Acer today unveiled its self-driving concept car at the Taiwan Automotive Technology Innovation Summit 2018, in collaboration with Yulon Group, one of Taiwan’s top automakers and its subsidiaries automotive electronics provider HAITEC and car brand Luxgen. Integrating Acer’s autonomous driving system with the Luxgen S3 electric vehicle platform, the two companies demonstrated their level 41-ready self-driving concept car, showcasing their shared vision of AI (artificial intelligence) and autonomous driving technology.
“Both the automotive and ICT industries are going through a paradigm shift; automation, connectivity, electrification, and ‘servicification’ are key trends of future development,” said Edward Lin, Associate Vice President, Value Lab, Acer Inc. “In the realm of smart transportation, Acer already has a foothold in electronic ticketing, smart parking, connected car, and traffic prediction, and we’re excited to work with Yulon Group to venture into self-driving cars.”

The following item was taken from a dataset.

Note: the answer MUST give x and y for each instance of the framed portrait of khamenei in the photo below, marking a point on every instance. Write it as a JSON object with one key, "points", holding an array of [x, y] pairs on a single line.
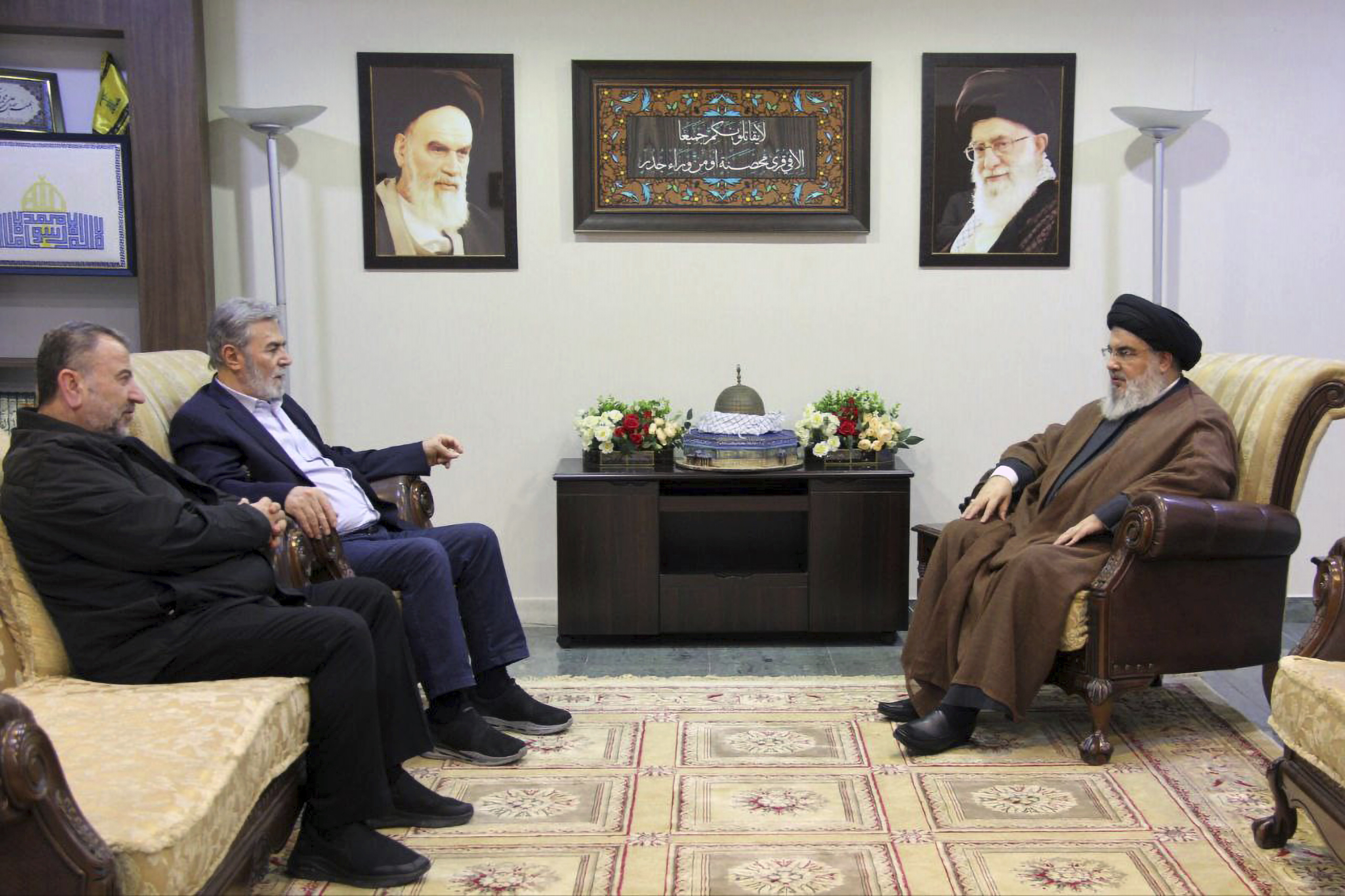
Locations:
{"points": [[997, 159], [438, 160], [767, 147], [65, 205]]}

Lin also added, “With Acer’s strength across software, hardware, and services, we’re in a great position to leverage our AI technology and fulfill the vision of Mobility as a Service (MaaS).”
“Autonomous driving is the future trend of the automotive industry, manufacturers around the world are stepping up from level 2 autonomous driving to level 3 and 4,” said Jung-Kuei Chen, Vice President, Product Engineering Group II, HAITEC. “With Acer, we’ve jointly unveiled Taiwan’s first self-driving concept car with ADAS (Advanced Driver Assistance Systems), IoV (Internet of Vehicles) and autonomous driving technology. Integrating Acer’s expertise in AI and the cloud with HAITEC’s self-developed open vehicle platform, we’ve achieved so much through our cross-industry collaboration.”
The level 4-ready self-driving concept car is based on the Luxgen S3 electric vehicle platform, with Acer’s autonomous driving system encompassing sensing, decision-making and control. Acer’s self-driving system leverages AI and sensor fusion algorithms fed with data from real-time kinematic (RTK) positioning, cameras, Lidars, MMW radars, IMU (inertial measurement unit) and ultrasonic sensors. It also uses deep learning technology to conduct object recognition, and then implements dynamic vehicle control to realize autonomous driving.
Acer’s self-driving system makes dynamic vehicle control decisions through AI models based on key data including image recognition, 3D Lidar obstacle detection, high-precision maps and real-time positioning to help the car steer, brake, cruise, maneuver, or park. It also has a cloud management system for car sharing services so that a control center can dispatch vehicles when users make transportation requests through their mobile device. The cloud management system can manage scheduling, monitoring, notification, and reporting, and allows safety monitoring and human intervention.
In the future, Acer’s self-driving system can enable multiple levels of autonomous driving, with plans to open the platform to partners and developers to collaborate on next-generation self-driving services.
1 The SAE (Society of Automotive Engineers) has defined autonomous driving into five levels. Level 4 stands for “High Automation”, with the automated driving system taking care of all aspects of the dynamic driving task, even if a human driver does not respond appropriately to a request to intervene.